Senior Anissa Waterhouse pointed out that, “Every single day on this campus, people of color and other marginalized voices and bodies, must face a barrage of violence and trauma. The thing I find to be most concerning in the days following the divestment resolution is the amount of violence inflicted upon my friends who have shown support for the resolution. I have consoled friends through hateful emails, Facebook messages, profanities in comment sections of op-eds and outright threats. On this campus, groups that center marginalized voices and/or have a mission to combat domestic and global oppression are often labeled as extremist, disruptive and combative, while other groups rarely face serious repercussions.”
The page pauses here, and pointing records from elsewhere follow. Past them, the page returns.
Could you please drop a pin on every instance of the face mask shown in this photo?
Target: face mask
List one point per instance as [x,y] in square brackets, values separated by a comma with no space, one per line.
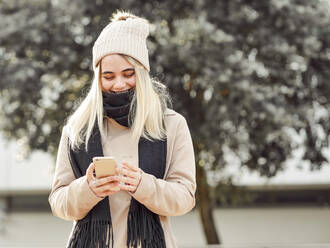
[117,105]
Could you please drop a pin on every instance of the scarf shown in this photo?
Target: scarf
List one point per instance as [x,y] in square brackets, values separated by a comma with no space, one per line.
[143,226]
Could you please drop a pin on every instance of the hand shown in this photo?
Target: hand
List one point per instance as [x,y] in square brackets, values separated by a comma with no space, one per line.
[130,177]
[101,187]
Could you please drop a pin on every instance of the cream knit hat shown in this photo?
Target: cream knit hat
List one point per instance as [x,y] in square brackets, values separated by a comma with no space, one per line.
[126,35]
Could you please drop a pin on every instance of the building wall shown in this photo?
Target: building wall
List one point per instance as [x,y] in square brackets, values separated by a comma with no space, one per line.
[241,226]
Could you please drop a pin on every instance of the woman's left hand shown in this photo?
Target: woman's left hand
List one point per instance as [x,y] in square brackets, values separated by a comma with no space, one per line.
[129,176]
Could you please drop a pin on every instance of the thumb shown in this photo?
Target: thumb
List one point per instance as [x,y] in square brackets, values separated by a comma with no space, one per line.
[90,170]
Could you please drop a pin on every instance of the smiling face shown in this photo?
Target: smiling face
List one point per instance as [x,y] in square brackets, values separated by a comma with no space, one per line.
[117,74]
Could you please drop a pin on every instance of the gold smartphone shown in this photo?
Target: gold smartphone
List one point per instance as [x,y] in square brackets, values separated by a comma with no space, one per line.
[104,166]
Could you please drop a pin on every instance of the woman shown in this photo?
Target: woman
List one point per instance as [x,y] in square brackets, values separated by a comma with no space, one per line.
[125,114]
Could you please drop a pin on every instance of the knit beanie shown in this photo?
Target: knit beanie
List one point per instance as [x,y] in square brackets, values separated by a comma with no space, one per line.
[125,34]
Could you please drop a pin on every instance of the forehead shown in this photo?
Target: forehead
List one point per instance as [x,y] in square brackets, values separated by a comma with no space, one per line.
[115,63]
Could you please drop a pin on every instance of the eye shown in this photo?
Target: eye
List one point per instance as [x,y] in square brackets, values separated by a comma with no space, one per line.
[129,75]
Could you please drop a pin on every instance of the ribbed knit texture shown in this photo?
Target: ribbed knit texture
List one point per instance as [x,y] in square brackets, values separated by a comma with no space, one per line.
[126,37]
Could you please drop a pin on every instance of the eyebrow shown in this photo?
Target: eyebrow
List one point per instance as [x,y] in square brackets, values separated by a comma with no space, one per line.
[128,69]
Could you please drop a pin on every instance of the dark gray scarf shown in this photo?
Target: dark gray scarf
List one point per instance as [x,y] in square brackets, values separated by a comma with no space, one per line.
[143,226]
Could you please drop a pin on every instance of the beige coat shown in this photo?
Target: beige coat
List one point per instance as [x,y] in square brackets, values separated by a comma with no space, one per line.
[72,199]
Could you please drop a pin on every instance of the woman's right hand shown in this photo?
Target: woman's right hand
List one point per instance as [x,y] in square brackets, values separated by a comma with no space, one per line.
[101,187]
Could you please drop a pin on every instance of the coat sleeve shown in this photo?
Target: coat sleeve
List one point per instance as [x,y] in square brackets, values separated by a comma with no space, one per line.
[70,198]
[174,195]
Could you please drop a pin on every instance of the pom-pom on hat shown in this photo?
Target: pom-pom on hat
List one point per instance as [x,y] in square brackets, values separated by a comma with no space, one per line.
[125,34]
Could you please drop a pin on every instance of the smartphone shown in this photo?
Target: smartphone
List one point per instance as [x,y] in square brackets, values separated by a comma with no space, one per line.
[104,166]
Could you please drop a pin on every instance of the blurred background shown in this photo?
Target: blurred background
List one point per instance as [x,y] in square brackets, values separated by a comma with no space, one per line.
[251,77]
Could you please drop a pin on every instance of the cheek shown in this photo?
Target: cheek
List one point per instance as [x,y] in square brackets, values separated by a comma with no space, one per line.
[132,81]
[106,84]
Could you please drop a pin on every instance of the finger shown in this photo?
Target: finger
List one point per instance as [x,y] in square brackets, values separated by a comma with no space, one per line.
[107,193]
[105,180]
[127,172]
[128,180]
[132,167]
[109,186]
[127,187]
[90,170]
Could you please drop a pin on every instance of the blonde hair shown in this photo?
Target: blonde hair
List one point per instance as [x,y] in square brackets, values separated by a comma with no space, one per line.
[146,114]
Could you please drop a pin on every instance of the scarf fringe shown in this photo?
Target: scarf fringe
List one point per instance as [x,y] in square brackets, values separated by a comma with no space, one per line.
[95,233]
[144,228]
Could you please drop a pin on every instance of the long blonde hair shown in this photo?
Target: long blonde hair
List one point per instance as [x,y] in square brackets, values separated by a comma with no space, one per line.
[146,114]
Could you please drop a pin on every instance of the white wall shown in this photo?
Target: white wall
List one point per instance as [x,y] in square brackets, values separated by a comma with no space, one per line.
[242,227]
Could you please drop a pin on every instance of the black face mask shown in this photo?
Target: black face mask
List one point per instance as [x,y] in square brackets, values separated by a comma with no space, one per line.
[117,105]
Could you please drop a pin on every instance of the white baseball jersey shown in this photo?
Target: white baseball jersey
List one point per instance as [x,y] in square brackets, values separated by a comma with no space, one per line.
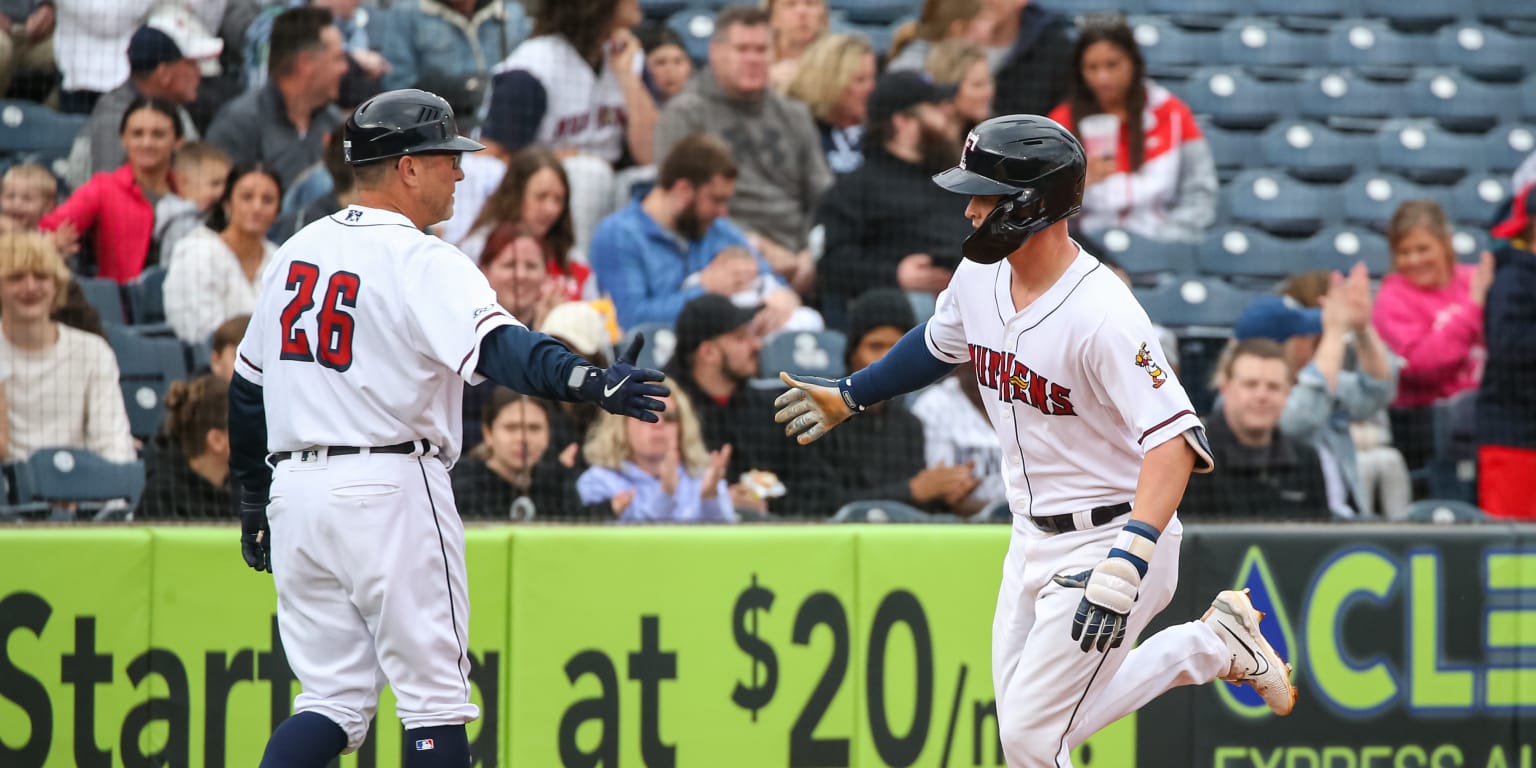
[584,109]
[364,332]
[1074,384]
If the administration is troubled by the ‘cavalier attitude toward free speech,’ as Dean Solomont wrote, that those who support the resolution have allegedly been promoting, I ask the administration and trustees to look at themselves and the way they silence, dismiss and shut down arguments that they don’t like. I call out the contradictory nature of this university, which promotes itself as being a campus where minorities (“diverse students”) can exist and thrive but instead undermines the civic engagement that many students of color, low-income students and queer students are invested in. When these voices are actively telling the campus that they feel violated by the racist, classist, homophobic and transphobic atmosphere of Greek life, the university does not support us. When Tufts Labor Coalition works at all hours to highlight the dehumanizing treatment of janitors, construction and dining hall workers, many of whom are people of color and/or immigrants, Tufts looks the other way. When Black students and those who supported them were protesting the extremely low enrollment of Black students, they received so much resistance before the administration finally heard them out. Now, the campus and administration take their lack of dialogue further by actively condemning students who stood up in support of the resolution. The backlash from this resolution being passed is just another example of a complete disregard for the legitimate concerns of marginalized peoples on this campus and the administration’s complacency in funding human rights violations worldwide.
This op-ed incorporated input from Anissa Waterhouse, Anjali Nair, Cristina Vasquez-Muñiz, Jonathan Jacob Moore, MJ Griego, Made Bacchus, Josephine Ong, David Ferrandiz Vallejo, Mile Kristev and others.